The Linear Pottery culture was an important culture in the Neolithic (later Stone Age) of Europe. It existed between 5500–4500 BC. It is abbreviated as LBK and is also known as the Linear Band Ware, Linear Ware, Linear Ceramics or Incised Ware culture.
Most evidence about LBK comes from Central Europe. LBK artifacts are important evidence about early farming in Europe.
LBK was named after pottery that consists of simple cups, bowls, vases, and jugs without handles. They were used as kitchen dishes, or for carrying food and drink. The pots had line patterns on them.
Farming
[change | change source]The LBK people lived over a period of 1000 years, long before the Bronze Age. They farmed crops like wheat, lentils, and peas. They also kept cows and dogs, and sometimes hunted other animals like deer in the forests around them.
Food and health
[change | change source]Archaeological findings show that LBK people didn't grow as tall as the people who came before them or modern people. They probably didn't get enough energy (like carbohydrates) in their diet. Disease may have also played a part; it spread more easily in villages than it did before the Neolithic, when people were still moving about a lot and not seeing many other people.
People in the LBK culture probably died quite young, in their twenties or thirties.
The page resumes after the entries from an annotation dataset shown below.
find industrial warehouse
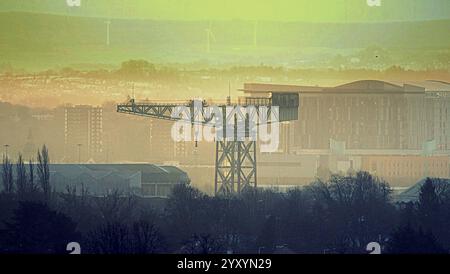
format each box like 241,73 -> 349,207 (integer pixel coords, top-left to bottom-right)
0,164 -> 190,198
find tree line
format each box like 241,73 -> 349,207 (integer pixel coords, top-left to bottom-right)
0,149 -> 450,254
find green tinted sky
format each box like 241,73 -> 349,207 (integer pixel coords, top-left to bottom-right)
0,0 -> 450,22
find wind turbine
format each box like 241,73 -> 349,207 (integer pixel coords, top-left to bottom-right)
253,21 -> 258,48
105,20 -> 111,46
205,22 -> 216,53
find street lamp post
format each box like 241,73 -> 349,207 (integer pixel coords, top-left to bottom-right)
3,144 -> 9,158
77,144 -> 83,164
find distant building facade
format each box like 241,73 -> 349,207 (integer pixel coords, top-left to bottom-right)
64,105 -> 103,162
243,80 -> 450,185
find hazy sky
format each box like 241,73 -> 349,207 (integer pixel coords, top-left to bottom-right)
0,0 -> 450,22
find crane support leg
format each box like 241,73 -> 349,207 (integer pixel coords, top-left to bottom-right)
214,140 -> 257,195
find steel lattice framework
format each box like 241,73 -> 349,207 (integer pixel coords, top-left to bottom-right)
117,93 -> 298,195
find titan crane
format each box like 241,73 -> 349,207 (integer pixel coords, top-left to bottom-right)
117,92 -> 299,195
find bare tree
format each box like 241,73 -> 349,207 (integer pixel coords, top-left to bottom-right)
16,154 -> 29,200
2,156 -> 14,194
37,145 -> 51,201
28,159 -> 37,193
131,220 -> 163,254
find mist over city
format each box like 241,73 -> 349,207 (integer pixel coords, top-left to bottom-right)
0,0 -> 450,262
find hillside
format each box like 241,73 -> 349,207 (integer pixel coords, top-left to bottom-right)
0,12 -> 450,69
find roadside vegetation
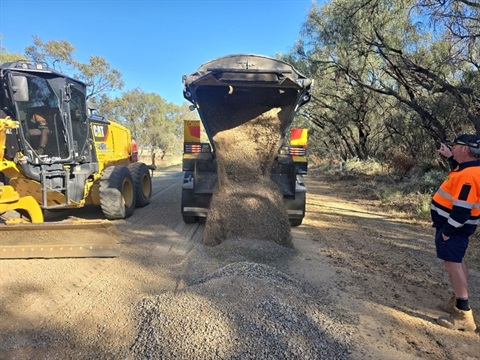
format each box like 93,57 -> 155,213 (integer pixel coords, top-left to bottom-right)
307,157 -> 447,222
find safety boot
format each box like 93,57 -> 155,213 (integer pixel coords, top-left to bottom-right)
440,294 -> 457,313
437,306 -> 477,331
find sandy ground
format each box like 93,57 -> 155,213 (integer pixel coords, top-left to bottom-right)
0,168 -> 480,359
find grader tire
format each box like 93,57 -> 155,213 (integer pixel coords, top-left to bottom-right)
100,166 -> 135,220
Many children died before they grew up. If a person was very sick and in a lot of pain, the LBK people might have had access to opium to take away the pain. They probably knew how to help some illnesses by using wild herbs as medicine.
Religion
[change | change source]The LBK people probably worshipped a mother goddess, who represented the fertility of the land they farmed.
Tools
[change | change source]Because they lived before the Bronze or Iron Ages, the LBK people had no metal tools. Everything they had was made from stone, wood, plants (like flax, which could be made into clothing), or things that animals could provide (like leather or fur).
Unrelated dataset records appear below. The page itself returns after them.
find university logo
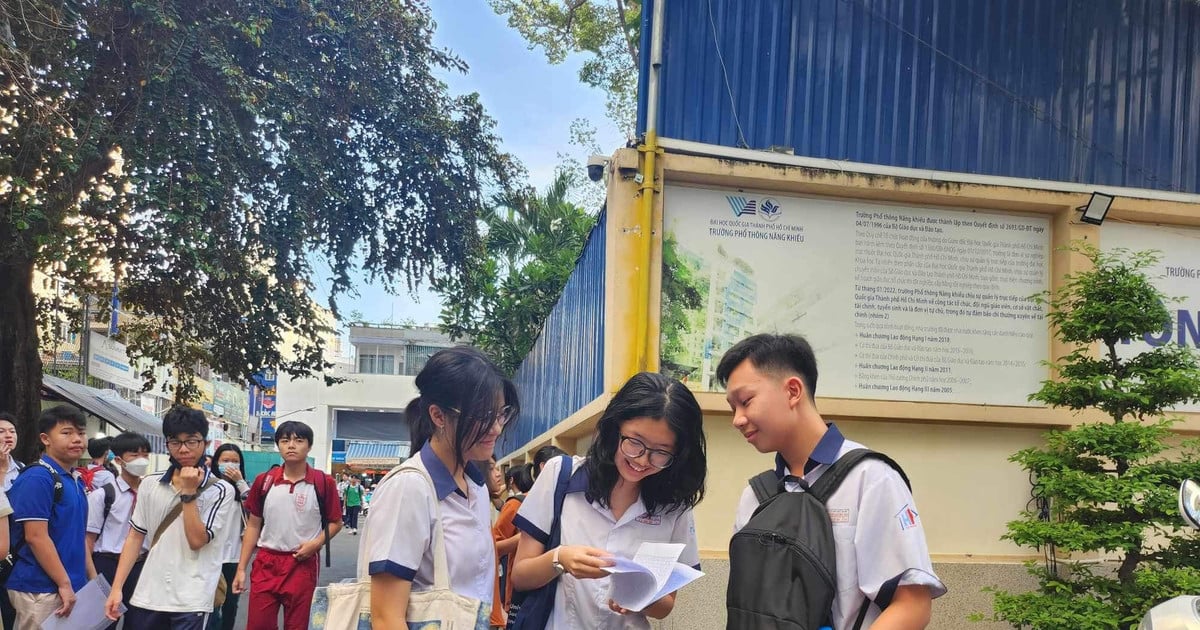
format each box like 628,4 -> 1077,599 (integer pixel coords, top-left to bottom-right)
896,504 -> 919,532
725,194 -> 784,223
725,194 -> 758,216
758,198 -> 784,223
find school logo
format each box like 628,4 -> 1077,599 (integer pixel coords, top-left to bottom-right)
758,198 -> 784,223
636,512 -> 662,524
725,194 -> 758,217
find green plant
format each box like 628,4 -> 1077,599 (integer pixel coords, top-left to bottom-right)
974,244 -> 1200,630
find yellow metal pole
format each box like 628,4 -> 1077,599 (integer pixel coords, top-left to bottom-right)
628,128 -> 659,377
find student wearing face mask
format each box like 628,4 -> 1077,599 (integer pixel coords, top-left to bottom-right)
208,444 -> 250,630
85,432 -> 150,630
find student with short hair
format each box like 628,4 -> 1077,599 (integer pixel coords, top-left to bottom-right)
361,348 -> 520,630
106,406 -> 238,630
233,420 -> 342,630
88,432 -> 150,630
511,372 -> 707,630
716,335 -> 946,630
79,438 -> 119,492
8,404 -> 96,630
209,442 -> 250,630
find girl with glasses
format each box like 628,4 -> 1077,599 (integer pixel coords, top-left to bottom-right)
360,348 -> 518,630
511,372 -> 707,630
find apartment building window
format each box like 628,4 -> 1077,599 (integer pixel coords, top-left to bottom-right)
359,354 -> 396,374
404,346 -> 442,377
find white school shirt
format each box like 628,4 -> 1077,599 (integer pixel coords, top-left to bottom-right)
512,457 -> 700,630
130,466 -> 239,612
733,425 -> 946,630
362,444 -> 496,602
88,476 -> 150,553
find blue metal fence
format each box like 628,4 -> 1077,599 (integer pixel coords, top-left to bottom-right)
638,0 -> 1200,192
496,212 -> 606,457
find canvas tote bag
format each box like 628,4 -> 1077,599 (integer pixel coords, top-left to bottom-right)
314,462 -> 491,630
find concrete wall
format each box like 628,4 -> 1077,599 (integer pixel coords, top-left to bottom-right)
654,560 -> 1037,630
696,415 -> 1043,560
276,364 -> 419,470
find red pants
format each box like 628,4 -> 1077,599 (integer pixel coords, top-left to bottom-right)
246,547 -> 320,630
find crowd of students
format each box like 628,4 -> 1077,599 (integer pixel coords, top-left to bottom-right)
0,335 -> 946,630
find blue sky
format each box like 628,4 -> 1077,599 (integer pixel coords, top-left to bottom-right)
317,0 -> 623,324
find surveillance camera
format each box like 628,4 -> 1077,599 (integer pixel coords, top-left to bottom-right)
588,155 -> 608,181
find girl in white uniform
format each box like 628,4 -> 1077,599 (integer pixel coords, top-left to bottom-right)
362,348 -> 518,630
511,372 -> 707,630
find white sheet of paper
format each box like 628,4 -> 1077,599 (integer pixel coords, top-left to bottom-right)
650,563 -> 704,604
607,542 -> 698,611
634,542 -> 686,584
42,575 -> 126,630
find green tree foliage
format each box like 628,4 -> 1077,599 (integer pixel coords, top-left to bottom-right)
979,245 -> 1200,630
488,0 -> 642,138
0,0 -> 520,457
433,172 -> 596,374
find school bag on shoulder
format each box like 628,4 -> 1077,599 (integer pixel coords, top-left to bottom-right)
0,460 -> 71,587
508,455 -> 575,630
262,464 -> 332,566
726,449 -> 911,630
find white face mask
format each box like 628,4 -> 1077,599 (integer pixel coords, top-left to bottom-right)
125,457 -> 150,476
The LBK people had sickles for cutting grass. These tools have a handle at one end and a half-moon-shaped blade on the other. Instead of using metal blades, LBK people used wood with sharp stone points glued on.
Housing
[change | change source]The LBK people lived in rectangular longhouses made of wood, mud, and straw. They may have let their animals stay inside their homes.
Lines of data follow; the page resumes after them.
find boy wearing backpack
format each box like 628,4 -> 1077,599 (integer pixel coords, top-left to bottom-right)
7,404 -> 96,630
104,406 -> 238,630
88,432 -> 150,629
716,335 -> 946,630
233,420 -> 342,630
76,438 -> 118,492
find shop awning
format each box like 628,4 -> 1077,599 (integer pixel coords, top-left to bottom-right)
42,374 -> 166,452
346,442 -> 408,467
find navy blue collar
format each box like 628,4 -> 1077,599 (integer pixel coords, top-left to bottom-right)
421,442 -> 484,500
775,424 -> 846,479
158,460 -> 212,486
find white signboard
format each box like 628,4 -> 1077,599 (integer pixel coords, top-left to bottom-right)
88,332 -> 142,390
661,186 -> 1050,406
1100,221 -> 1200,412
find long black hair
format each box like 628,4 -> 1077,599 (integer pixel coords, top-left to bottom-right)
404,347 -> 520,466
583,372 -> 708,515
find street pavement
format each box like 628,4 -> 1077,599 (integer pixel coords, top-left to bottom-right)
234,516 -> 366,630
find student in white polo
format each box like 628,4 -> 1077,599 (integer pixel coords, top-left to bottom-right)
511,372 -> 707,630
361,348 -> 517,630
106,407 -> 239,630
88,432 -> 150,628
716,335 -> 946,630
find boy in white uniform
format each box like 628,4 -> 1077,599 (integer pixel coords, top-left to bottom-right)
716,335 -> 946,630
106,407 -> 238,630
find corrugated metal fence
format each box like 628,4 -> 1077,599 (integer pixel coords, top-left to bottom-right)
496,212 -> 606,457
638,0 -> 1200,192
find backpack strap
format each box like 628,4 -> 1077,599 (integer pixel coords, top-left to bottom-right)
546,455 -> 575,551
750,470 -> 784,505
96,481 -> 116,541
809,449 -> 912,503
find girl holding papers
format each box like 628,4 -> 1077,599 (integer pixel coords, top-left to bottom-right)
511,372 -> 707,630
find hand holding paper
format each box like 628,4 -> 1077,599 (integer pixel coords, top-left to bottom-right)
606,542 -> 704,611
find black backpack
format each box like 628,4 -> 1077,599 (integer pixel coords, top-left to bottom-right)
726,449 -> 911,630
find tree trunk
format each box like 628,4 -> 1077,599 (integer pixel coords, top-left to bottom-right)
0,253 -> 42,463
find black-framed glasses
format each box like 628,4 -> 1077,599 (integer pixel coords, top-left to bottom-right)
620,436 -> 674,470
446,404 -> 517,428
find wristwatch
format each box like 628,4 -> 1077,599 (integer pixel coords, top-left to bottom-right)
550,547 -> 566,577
Archaeologists often find several clusters of about 6 of these longhouses in the same area. The people in nearby clusters of houses probably knew each other and shared or traded their goods.
War
[change | change source]Some LBK settlements have palisades, or long walls around them, to defend against attackers. Also, some skeletons of LBK people look like they died from battle injuries, while others look like they may have even been eaten by cannibals. This shows that there was a lot of war between nearby groups.
Important sites include Nitra in Slovakia; Bylany in the Czech Republic; Langweiler and Zwenkau in Germany; Brunn am Gebirge in Austria; Elsloo, Sittard, Köln-Lindenthal, Aldenhoven, Flomborn and Rixheim on the Rhine; Lautereck and Hienheim on the upper Danube; Rössen and Sonderhausen on the middle Elbe.
The Excavations at Oslonki in Poland had a large fortified settlement. There were nearly 30 longhouses and over 80 graves there. This makes it one of the richest settlements which archaeologists have found in central Europe.